I’m writing this from the waiting room. The room where parents’ lives seem to hang in mid-air. The room where emotion is palpable. I call this room the eye of the storm. This is my third time in the eye, this one being much less dramatic than before yet still devastatingly quiet. It is the holding space between the hand-off and recovery. If you’ve ever had a child undergo surgery, you can probably still feel the very instant your baby was pulled from your arms. The instant your heart was literally taken from your chest to be brought into a brightly lit room where doctors and nurses and anesthesiologists were waiting to perform their tasks. The eye of the storm is your time as a parent to try to prepare for round two. You made it through the adjusted morning routine that forced you to skip feeding your child breakfast. You made it through one of the longest drives you’ll ever go on, even if the hospital is two blocks away. You made it through collecting vitals. You made it through the millions of thoughts bombarding your brain while your child is still in your arms about what they are about to endure.

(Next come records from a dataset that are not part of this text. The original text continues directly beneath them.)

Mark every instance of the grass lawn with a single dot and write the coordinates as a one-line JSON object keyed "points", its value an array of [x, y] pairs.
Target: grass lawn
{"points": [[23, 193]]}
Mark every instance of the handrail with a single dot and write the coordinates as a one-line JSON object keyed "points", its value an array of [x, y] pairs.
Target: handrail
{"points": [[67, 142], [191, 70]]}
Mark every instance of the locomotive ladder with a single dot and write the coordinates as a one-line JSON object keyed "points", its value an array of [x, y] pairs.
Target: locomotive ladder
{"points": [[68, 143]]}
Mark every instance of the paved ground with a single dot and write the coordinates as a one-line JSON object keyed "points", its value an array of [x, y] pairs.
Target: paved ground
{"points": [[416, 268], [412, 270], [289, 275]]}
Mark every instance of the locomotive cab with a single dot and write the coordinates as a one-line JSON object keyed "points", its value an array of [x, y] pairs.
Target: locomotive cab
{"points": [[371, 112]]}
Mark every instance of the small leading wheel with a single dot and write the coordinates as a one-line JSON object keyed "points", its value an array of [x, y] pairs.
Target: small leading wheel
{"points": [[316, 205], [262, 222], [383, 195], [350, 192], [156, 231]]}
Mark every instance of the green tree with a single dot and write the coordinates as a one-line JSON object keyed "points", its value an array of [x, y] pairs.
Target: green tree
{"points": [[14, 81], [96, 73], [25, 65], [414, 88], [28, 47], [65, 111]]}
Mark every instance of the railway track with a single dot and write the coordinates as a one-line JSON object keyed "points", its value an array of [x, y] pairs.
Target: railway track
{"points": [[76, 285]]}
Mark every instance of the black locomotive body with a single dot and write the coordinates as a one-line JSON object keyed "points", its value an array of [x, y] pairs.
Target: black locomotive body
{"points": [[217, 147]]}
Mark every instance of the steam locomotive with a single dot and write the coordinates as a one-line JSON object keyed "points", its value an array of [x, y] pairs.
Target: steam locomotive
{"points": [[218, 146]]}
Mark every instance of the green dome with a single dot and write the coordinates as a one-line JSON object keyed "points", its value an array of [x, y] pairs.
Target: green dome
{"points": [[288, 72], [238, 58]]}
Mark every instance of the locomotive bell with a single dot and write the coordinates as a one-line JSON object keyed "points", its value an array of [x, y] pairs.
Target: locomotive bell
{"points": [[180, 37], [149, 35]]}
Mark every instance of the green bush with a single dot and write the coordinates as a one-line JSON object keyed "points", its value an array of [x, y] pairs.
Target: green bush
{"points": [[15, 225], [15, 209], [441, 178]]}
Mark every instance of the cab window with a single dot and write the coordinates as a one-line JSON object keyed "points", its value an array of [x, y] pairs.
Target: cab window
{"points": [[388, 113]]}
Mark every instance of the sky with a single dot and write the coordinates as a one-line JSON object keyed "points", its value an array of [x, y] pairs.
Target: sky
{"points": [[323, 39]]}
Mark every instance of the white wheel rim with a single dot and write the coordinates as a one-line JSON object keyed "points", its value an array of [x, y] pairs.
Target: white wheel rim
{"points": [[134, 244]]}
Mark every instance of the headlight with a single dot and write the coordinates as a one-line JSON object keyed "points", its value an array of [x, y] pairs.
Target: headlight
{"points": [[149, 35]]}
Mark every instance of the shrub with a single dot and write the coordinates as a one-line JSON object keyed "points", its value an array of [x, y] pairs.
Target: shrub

You made it through. I made it through.

The last time I was in the eye, the second part of that storm culminated in what will always have a spot in the top three worst days of my life. Ellie was in a state of postoperative emergence delirium for 12 excruciating hours. As I sit here today, I’m wrestling with the images of my baby being unable to open her eyes, rolling around, crying out in pain and confusion. The rational side of my brain keeps telling its other half that she had been exposed to anesthesia for hours longer and that her second surgery was much more intensive. We were in the pediatric cardiac intensive care unit, after all. The rational side of my brain is also trying to explain to the large pit in my stomach that this particular surgery is easy by the standard of an experienced doctor. Read it again – easy! But all the rational thoughts in the world can never change the fact that the last time I was in the eye, it was just the beginning to my life being forever altered by what was to come. When Ellie finally woke from the anesthesia, the moment she saw her mommy and daddy and realized she was okay, is a moment I’ll never forget.

I’m anxious for that moment today. I know at some point soon a nurse will come out and give an update on the surgery. She’ll tell me that everything went well and that Ellie is in recovery. She’ll guide me back to sit beside my baby and wait for those little blue eyes to flutter open. This is the moment you enter the second half of the storm with gratitude and an unfailing willingness to tackle any obstacle of recovery. Your baby made it, so what’s a little more rain to you?

As I learned last time, the severity of the storm’s second half can never be accurately predicted. With this knowledge, I am as prepared as humanly possible today for the second half. I am prepared for recovery to go smoothly. I am prepared to take my girl home from the hospital mere hours after she wakes. I am prepared for her waking to take a little longer and for the possibility of being kept overnight. I am prepared to be a weekend warrior should more concerns arise. I am prepared, yet I am afraid. This is a totally normal combination and I feel no shame in my fear. My child is currently undergoing a surgery that is the only option for her health but will without a doubt affect her later in life. I am confident it is a step in the right direction in a journey that will never end for her. I am confident in these doctors. I am confident in my resilient little warrior. I am confident in my after-care abilities. But today, right now, in the eye of the storm, I am afraid. And that is okay.

So if you ever find yourself in the eye of the storm, know that it doesn’t last forever. It literally can’t. The seconds may drag on for what will feel like an eternity, but your nurse will come. I promise they will come.